Wednesday, August 27, 2008

Week 4: Goose

The 17 year old boy, who had a benign tumor in the middle of his left cortex and had to go through an open brain surgery, came to clinics for follow ups. The surgery the boy went through was the first craniotomy I have ever seen. I was in fact so shocked at how traumatizing the procedure was--perhaps the tears of the boy and his mother before the surgery began had also elevated my emotions. However, today when I saw him, I was quite surprised at the results. Although the boy seemed to be responding somewhat late to the questions Dr. Souweidane asked, he was perfectly normal. He walked straight without a problem with symmetric facial expression as well as full control over every limb. The scar from the surgery has already started healing, though the incision made still looked quite painfully large, and could be somehow covered by hair. However, he seemed to have some change in attitude which I thought it reflected some distrust toward Dr. Souweidane. I still think the surgery was the best solution and decisions Dr. Souweidane could provided based on MRI images to the problems he was having. I guess some patients come with trust and open mind trying their best to have the greatest results, while some other patients come with distrust and doubts towards their physicians and only are disappointed by the results.

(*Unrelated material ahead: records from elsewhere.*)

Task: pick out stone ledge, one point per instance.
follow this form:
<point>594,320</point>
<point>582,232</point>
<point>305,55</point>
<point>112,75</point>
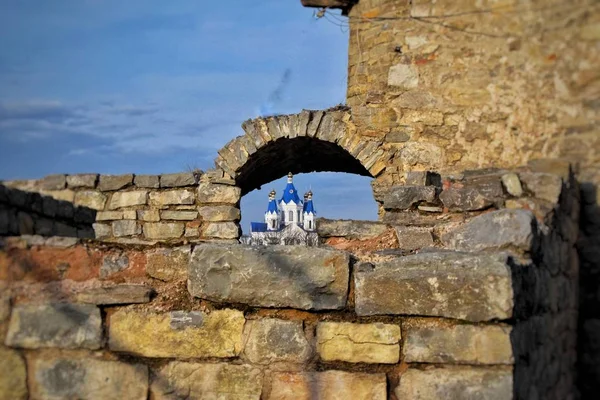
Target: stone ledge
<point>274,276</point>
<point>446,284</point>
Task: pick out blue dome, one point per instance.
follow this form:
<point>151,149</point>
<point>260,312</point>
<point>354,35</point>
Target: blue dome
<point>272,207</point>
<point>309,207</point>
<point>290,194</point>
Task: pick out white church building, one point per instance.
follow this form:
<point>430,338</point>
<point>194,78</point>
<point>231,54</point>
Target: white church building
<point>289,220</point>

During the week I met a patient with neurofibromatosis type 1. Her left eye was covered with a large growing tissue mass, neurofibroma. She had several brownish dime sized freckles on her skin, I could easily notice. The reason why she came to see Dr. Souweidane was her back problems. Apparently, patients with neurofibromatosis type 1 often have abnormal development of spine, termed scoliosis, which can give discomfort while sitting and standing. She did have trouble sitting straight up but was not so severe. Neurofibromatosis is known to be a genetic disorder, having mutation in proteins that control cell production. Neurofibromatosis type 1 is pretty common occurring in 1 in 3000 individual in the United States. I did not know what I would do if I had such problem and what I could say to cheer her up. Sometimes, and every since I came to Weill medical school, I keep realizing that being able to live a normal and healthy life almost seems like a miracle.